I've been investigating why lttng destroys full nohz mode, and the
root cause is that lttng uses timers for flushing trace buffers. So
I'm planning on moving the timers to the ticking CPU, so that any CPU
using full nohz mode can continue to do so even though they might have
tracepoints.
I can see that kernel/sched/core.c has the function
get_nohz_timer_target() which tries to find an idle CPU to allocate
for a timer that has not specified a CPU to be pinned to.
My question here is: For full nohz mode, should this still be "only"
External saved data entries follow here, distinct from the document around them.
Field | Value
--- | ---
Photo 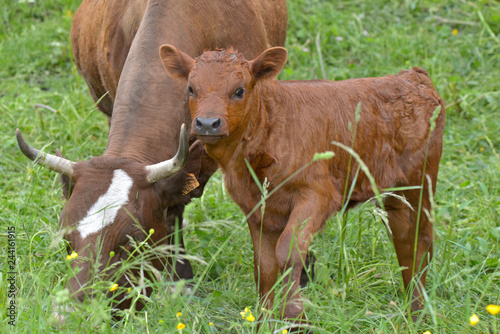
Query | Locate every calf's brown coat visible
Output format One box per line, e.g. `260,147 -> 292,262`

160,45 -> 445,321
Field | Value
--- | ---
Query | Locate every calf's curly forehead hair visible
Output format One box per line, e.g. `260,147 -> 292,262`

193,47 -> 248,68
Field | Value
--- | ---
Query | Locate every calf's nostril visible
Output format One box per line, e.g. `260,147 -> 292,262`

195,118 -> 203,130
212,118 -> 221,129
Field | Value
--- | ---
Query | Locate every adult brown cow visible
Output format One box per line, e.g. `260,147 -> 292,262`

160,45 -> 445,324
16,0 -> 287,313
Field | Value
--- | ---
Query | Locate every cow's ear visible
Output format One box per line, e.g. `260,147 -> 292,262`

159,44 -> 195,80
250,47 -> 288,81
56,149 -> 75,199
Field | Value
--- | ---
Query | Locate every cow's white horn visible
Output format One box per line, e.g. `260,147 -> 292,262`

145,124 -> 189,183
16,129 -> 75,177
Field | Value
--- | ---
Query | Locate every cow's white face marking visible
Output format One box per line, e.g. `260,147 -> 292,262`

77,169 -> 133,240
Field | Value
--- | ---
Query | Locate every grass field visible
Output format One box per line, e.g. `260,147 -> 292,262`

1,0 -> 499,333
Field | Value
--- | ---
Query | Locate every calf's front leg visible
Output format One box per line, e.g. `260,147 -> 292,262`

248,220 -> 282,310
275,193 -> 335,320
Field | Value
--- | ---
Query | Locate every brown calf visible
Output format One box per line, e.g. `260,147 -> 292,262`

160,45 -> 445,322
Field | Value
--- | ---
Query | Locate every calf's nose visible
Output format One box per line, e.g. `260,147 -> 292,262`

194,117 -> 222,136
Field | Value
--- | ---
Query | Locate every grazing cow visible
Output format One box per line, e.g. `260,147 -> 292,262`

16,0 -> 287,313
159,45 -> 445,322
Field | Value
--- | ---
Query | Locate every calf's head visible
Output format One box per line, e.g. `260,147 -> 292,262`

16,125 -> 207,310
159,45 -> 288,145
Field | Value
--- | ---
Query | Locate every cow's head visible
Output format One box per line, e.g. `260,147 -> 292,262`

16,125 -> 213,311
159,45 -> 288,146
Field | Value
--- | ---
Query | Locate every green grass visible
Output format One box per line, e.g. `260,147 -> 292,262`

1,0 -> 499,333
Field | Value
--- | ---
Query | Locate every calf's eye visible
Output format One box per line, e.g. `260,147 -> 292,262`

232,87 -> 245,99
188,86 -> 195,97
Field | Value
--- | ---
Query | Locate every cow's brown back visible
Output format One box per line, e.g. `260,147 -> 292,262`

71,0 -> 148,117
71,0 -> 287,118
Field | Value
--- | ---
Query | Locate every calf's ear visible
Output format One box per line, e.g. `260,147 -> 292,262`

250,47 -> 288,81
159,44 -> 195,80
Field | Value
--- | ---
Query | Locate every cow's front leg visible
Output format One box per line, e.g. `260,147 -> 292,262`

164,205 -> 193,280
275,191 -> 335,320
247,220 -> 282,310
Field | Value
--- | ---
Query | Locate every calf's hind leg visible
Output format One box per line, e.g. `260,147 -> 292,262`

384,190 -> 433,314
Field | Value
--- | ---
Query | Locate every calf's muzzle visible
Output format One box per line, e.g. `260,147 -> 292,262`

194,117 -> 222,136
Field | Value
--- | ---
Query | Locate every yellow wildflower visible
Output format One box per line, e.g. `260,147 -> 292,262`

282,330 -> 289,334
209,322 -> 214,326
66,251 -> 78,260
469,314 -> 479,326
452,29 -> 458,36
423,331 -> 432,334
246,314 -> 255,322
177,312 -> 182,317
480,147 -> 485,152
159,320 -> 163,324
486,304 -> 500,315
177,323 -> 186,330
109,283 -> 118,292
127,288 -> 132,294
240,307 -> 252,319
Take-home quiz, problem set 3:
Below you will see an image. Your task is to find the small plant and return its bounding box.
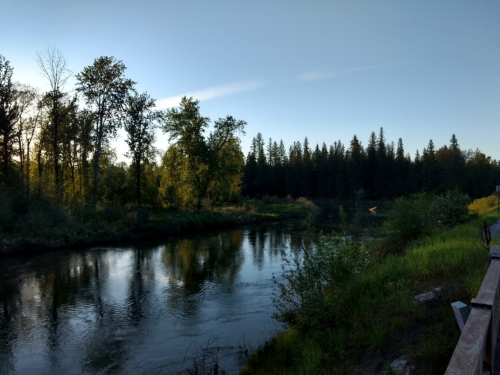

an idle CPU, or should it be translated to a CPU not running in full
nohz mode? I'd think this could make it a lot easier to allow
applications to make full use of full nohz.
/Mats
* Mats Liljegren ([email protected]) wrote:
> I've been investigating why lttng destroys full nohz mode, and the
> root cause is that lttng uses timers for flushing trace buffers. So
> I'm planning on moving the timers to the ticking CPU, so that any CPU
> using full nohz mode can continue to do so even though they might have
> tracepoints.
>
> I can see that kernel/sched/core.c has the function
> get_nohz_timer_target() which tries to find an idle CPU to allocate
> for a timer that has not specified a CPU to be pinned to.
>
> My question here is: For full nohz mode, should this still be "only"
> an idle CPU, or should it be translated to a CPU not running in full
> nohz mode? I'd think this could make it a lot easier to allow
> applications to make full use of full nohz.
One thing to be aware of wrt LTTng ring buffer: if you look at
lttng-ring-buffer-client.h, you will notice that we use
.sync = RING_BUFFER_SYNC_PER_CPU,
as ring buffer synchronization. This means we need to issue event write
and sub-buffer switch from the CPU owning the buffer, or, in very
specific cases, if the CPU owning the buffer is offline, we can touch it
from a remote CPU, but just one (e.g. cpu hotplug code).
For the LTTng ring buffer, there are two timers to take into account:
switch_timer and read_timer.
The switch_timer is not enabled by default. When it is enabled by the
end-user, it periodically flush the lttng buffers. If you want to make
this timer execute from a single timer handler and apply to all buffers
(without IPI), you will need to use
.sync = RING_BUFFER_SYNC_GLOBAL,
to allow concurrent updates to a ring buffer from remote CPUs.
The other timer requires less modifications: the read_timer periodically
checks if the poll() needs to be awakened. It just reads the producer
offset position and compares it to the current consumer position. This
one can be moved to a single timer handler that covers all CPUs without
any change to the "sync" choice.
Please note that the read_timer is current used by default. It can be
entirely removed if you choose
.wakeup = RING_BUFFER_WAKEUP_BY_WRITER,
instead of RING_BUFFER_WAKEUP_BY_TIMER. However, if you choose the
wakeup by writer, the tracer will discard events coming from NMI
handlers, because some locks need to be taken by the tracing site in
this mode.
If we care about performance and scalability (we really should), the
right approach would be to keep RING_BUFFER_SYNC_PER_CPU though, and
keep the per-CPU timers for periodic flush (switch_timer). We might want
to hook into the full nohz entry/hooks (hopefully they exist) to move
the per-cpu timers out of the full nohz CPUs, and enable a new flag on
these ring buffers that would allow to dynamically change between
RING_BUFFER_SYNC_PER_CPU and RING_BUFFER_SYNC_GLOBAL for a given ring
buffer.
Thoughts ?
Thanks,
Mathieu
--
Mathieu Desnoyers
EfficiOS Inc.
http://www.efficios.com